The European Society of Cardiology (ESC) has published new guidelines for managing patients with pulmonary embolism (PE).
The guidelines now include recommendations for all new oral anticoagulants, a risk-stratification algorithm, new advice on managing PE in specific patient populations, and age-specific D-dimer cutoffs, among other additions.
The guidelines were presented at the ESC Congress 2014 and published in the European Heart Journal and on the ESC website.
Previous ESC Guidelines on acute PE were published in 2000 and 2008.
“These are the first major international guidelines with a complete set of recommendations on the use of new oral anticoagulants in VTE [venous thromboembolism],” said guidelines author Stavros Konstantinides, MD, PhD, of the Johannes Gutenberg University Mainz in Germany.
“For each drug, we provide detailed recommendations on how and when to use it, and whether it should be first-line treatment or an alternative to standard treatment.”
Managing specific patients
For the first time, the guidelines include formal recommendations for managing PE in pregnancy and in cancer patients.
The guidelines also highlight recently identified risk factors for VTE, including in vitro fertilization, which increases the risk of VTE in early pregnancy.

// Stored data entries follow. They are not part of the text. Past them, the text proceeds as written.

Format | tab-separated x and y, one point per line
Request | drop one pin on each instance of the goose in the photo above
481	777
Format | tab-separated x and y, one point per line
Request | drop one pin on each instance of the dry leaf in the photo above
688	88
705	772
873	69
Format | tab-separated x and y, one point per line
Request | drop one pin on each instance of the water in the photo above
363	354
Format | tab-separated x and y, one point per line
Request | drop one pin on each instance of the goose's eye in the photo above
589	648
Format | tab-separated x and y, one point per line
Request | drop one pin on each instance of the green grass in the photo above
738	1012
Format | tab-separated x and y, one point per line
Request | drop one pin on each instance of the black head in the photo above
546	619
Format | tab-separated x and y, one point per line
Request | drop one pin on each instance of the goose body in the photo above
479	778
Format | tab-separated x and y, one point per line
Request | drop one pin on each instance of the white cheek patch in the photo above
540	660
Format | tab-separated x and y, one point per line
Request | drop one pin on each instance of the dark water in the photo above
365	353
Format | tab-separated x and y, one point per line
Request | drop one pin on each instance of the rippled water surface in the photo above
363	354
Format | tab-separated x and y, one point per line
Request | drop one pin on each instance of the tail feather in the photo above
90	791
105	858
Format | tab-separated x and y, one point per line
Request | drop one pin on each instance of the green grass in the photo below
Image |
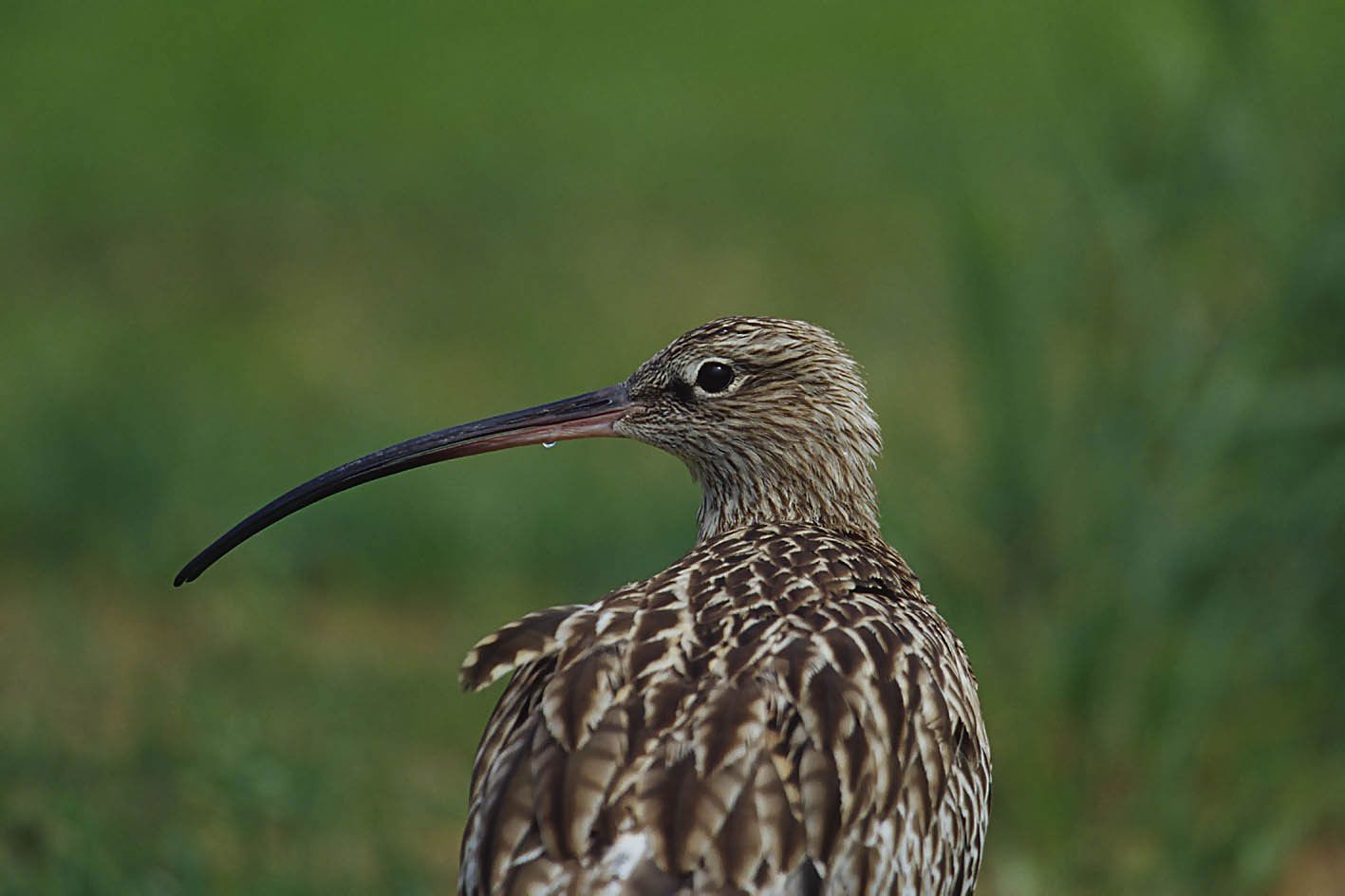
1093	260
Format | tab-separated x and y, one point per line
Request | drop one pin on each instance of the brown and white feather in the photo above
781	711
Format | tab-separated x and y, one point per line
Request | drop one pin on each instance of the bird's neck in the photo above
841	499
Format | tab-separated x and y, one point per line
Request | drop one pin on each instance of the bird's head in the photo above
770	416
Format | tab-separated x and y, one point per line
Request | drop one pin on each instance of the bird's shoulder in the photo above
757	712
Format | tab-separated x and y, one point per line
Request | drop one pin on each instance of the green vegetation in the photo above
1093	263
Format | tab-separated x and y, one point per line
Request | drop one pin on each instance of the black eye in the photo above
715	377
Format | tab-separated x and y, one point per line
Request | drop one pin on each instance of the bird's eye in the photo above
715	377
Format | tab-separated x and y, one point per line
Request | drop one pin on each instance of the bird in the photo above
779	712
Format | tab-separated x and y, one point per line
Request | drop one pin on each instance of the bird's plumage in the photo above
781	711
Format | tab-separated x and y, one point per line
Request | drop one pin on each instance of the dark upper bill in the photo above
579	418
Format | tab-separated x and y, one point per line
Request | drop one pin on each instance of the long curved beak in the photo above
593	413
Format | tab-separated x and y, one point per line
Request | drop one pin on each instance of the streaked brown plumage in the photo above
781	711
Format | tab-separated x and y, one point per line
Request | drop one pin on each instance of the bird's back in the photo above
779	712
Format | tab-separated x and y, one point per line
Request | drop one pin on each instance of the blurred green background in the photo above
1093	260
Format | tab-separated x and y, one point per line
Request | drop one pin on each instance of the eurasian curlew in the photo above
781	711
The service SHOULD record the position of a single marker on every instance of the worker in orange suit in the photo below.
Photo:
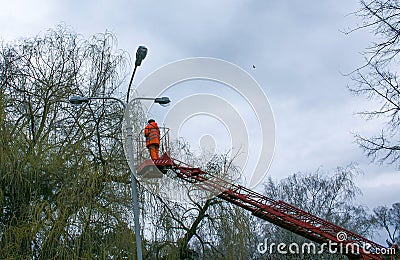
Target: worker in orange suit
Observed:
(152, 134)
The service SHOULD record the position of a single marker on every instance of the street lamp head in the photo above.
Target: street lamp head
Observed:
(140, 55)
(162, 101)
(77, 100)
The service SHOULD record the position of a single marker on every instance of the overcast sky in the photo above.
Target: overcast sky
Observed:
(297, 47)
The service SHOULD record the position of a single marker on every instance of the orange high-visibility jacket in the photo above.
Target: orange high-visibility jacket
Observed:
(152, 134)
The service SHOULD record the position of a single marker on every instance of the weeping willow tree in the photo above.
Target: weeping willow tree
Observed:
(64, 189)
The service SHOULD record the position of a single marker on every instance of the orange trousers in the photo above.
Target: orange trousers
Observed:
(153, 150)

And the guidelines include a new chapter on the diagnosis and treatment of chronic thromboembolic pulmonary hypertension.
Risk stratification
Another first with the new guidelines is the inclusion of an algorithm for risk stratification. It incorporates all available tools and provides recommendations for managing patients according to risk.
“Patients with PE or suspected PE who are in shock are at high risk, but at least 95% of patients are at intermediate or low risk, and defining how to manage them has not been clear,” Dr Konstantinides said.

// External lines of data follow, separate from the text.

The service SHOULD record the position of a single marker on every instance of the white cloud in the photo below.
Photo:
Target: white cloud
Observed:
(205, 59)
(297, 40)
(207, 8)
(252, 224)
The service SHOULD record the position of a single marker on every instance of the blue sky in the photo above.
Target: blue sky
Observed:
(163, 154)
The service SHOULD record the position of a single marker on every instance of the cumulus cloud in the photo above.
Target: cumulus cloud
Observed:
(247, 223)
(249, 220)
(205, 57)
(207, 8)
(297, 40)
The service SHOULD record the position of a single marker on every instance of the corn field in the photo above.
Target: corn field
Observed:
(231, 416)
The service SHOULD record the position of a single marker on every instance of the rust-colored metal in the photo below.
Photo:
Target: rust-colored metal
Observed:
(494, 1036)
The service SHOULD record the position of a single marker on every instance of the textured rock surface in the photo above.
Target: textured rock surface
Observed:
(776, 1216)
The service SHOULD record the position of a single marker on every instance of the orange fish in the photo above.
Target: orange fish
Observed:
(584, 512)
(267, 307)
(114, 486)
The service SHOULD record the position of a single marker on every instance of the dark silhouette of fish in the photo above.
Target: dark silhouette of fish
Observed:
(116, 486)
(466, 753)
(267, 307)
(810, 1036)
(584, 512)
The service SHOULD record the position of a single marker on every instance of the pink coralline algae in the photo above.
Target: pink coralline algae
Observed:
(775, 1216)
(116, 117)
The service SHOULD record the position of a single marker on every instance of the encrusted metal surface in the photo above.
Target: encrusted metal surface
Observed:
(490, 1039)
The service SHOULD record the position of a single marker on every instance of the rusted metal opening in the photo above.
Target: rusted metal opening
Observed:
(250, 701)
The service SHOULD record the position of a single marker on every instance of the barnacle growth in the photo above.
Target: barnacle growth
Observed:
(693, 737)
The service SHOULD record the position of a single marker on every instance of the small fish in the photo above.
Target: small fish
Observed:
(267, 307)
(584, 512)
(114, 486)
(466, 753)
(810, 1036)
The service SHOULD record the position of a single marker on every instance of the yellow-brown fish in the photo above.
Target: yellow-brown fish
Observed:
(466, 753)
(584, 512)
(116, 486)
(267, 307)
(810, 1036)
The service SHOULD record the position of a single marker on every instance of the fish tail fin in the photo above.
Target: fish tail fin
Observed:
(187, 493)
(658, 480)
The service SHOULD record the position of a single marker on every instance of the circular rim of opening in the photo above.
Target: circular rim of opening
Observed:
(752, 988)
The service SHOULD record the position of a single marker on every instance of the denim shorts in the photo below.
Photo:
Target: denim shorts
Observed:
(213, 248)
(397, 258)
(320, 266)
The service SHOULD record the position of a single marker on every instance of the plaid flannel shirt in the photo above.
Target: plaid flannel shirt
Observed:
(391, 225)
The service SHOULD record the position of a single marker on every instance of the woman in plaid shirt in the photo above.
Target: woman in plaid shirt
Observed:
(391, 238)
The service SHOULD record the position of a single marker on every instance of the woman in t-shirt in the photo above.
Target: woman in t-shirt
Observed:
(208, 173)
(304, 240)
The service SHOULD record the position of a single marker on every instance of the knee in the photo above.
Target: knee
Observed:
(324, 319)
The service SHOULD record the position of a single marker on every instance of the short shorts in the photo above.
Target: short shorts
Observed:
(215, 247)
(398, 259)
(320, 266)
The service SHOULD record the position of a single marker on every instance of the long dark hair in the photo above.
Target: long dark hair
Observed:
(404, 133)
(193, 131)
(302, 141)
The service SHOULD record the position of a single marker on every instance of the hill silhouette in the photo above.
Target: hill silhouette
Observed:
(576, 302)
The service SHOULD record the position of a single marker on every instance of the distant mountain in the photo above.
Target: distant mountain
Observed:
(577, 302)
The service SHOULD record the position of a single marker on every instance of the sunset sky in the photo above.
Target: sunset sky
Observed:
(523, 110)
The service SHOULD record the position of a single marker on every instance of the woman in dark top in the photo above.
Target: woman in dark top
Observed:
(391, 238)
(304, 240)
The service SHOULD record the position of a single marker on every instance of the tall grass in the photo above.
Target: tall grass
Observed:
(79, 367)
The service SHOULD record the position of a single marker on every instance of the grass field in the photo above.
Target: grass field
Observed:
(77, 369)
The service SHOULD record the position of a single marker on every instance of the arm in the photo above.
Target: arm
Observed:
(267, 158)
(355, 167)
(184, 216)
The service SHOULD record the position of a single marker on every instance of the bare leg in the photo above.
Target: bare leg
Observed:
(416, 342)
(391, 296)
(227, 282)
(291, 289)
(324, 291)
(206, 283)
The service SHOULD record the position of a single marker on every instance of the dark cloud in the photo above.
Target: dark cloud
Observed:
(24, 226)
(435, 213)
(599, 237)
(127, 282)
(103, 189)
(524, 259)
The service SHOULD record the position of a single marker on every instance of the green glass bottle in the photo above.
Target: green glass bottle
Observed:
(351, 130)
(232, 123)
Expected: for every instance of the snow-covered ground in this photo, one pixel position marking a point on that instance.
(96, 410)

“Previously, we used echocardiography and/or a CT scan to evaluate the right ventricle but did not combine this information with clinical data. These topics have advanced in the past 6 years, and now we can integrate clinical scores of severity, imaging with echo and CT, and biomarkers to define levels of risk.”
“And, more importantly, we now have solid evidence to give recommendations on rescue rather than primary thrombolysis in patients at intermediate risk of early adverse outcome. We are also now able to recommend how to identify low-risk patients [who] may be considered for early discharge despite a confirmed PE episode.”
D-dimer cutoffs
Another new addition to the guidelines is age-adjusted D-dimer cutoffs, which have been introduced to identify patients of all ages who do not require anticoagulation.

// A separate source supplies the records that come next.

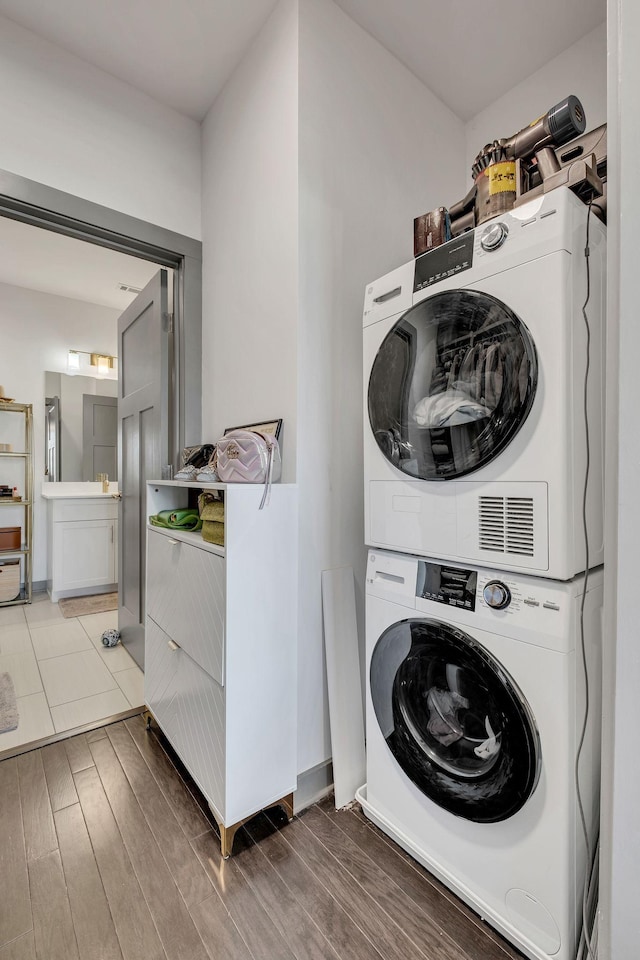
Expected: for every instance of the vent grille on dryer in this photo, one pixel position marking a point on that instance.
(506, 525)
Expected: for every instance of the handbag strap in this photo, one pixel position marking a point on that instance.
(266, 496)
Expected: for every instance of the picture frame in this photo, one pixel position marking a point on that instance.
(271, 428)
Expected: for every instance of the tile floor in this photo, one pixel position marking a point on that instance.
(63, 676)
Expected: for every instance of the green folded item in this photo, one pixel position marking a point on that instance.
(213, 511)
(213, 532)
(187, 519)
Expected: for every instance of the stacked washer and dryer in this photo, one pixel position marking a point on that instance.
(478, 367)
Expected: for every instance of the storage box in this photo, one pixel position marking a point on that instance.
(430, 230)
(10, 538)
(9, 580)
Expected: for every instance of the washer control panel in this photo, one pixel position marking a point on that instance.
(496, 594)
(507, 596)
(494, 236)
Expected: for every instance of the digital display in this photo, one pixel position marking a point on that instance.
(449, 585)
(444, 261)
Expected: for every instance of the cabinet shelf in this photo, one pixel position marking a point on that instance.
(189, 536)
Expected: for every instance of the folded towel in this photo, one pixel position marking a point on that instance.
(185, 519)
(213, 511)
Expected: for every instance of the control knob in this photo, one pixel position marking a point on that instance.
(497, 595)
(494, 236)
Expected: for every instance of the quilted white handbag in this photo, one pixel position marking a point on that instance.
(245, 456)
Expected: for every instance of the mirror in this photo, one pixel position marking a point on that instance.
(80, 427)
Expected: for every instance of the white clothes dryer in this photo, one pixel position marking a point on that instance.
(475, 362)
(475, 701)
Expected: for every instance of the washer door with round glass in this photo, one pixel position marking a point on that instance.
(451, 385)
(454, 720)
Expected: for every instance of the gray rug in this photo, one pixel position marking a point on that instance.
(83, 606)
(8, 704)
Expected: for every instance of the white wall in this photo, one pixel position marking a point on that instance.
(74, 127)
(37, 331)
(620, 855)
(250, 224)
(368, 166)
(581, 70)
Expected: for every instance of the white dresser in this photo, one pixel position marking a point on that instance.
(220, 648)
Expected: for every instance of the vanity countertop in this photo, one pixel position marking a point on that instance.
(77, 491)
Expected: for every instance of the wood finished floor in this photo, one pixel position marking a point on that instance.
(106, 855)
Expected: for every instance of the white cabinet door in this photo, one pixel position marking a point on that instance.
(189, 706)
(83, 554)
(186, 597)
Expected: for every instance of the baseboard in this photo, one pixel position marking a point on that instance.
(313, 784)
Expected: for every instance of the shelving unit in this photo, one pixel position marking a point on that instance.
(25, 551)
(221, 647)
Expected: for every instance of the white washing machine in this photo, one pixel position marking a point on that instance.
(475, 358)
(475, 704)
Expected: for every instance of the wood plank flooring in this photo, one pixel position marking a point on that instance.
(106, 853)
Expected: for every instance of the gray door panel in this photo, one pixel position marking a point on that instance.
(143, 423)
(99, 436)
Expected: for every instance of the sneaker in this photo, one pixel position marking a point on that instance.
(186, 473)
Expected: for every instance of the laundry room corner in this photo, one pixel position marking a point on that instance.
(316, 155)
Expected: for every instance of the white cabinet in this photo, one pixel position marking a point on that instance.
(82, 547)
(220, 648)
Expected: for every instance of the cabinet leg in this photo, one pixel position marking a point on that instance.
(227, 836)
(287, 805)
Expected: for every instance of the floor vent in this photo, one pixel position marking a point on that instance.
(506, 525)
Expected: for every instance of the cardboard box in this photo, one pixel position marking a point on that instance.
(10, 538)
(9, 580)
(430, 230)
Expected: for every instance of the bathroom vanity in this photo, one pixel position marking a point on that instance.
(82, 539)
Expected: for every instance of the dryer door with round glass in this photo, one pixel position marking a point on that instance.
(454, 720)
(451, 385)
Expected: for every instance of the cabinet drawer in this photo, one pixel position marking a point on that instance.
(186, 598)
(189, 706)
(85, 510)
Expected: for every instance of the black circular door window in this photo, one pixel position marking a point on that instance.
(454, 720)
(451, 385)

Until now, anticoagulation could be withheld in patients with D-dimer levels less than 500 µg/L, but D-dimer rises naturally with age.
The guidelines reference evidence suggesting that, for patients older than 50, the cutoff may now be their age times 10. For example, in a 65-year-old, the cutoff would be 650 µg/L.
“These guidelines provide the most comprehensive recommendations ever for the diagnosis and treatment of PE,” Dr Konstantinides concluded. “Clinicians can confidently risk-stratify their patients with suspected PE and provide appropriate treatment including the new oral anticoagulants.”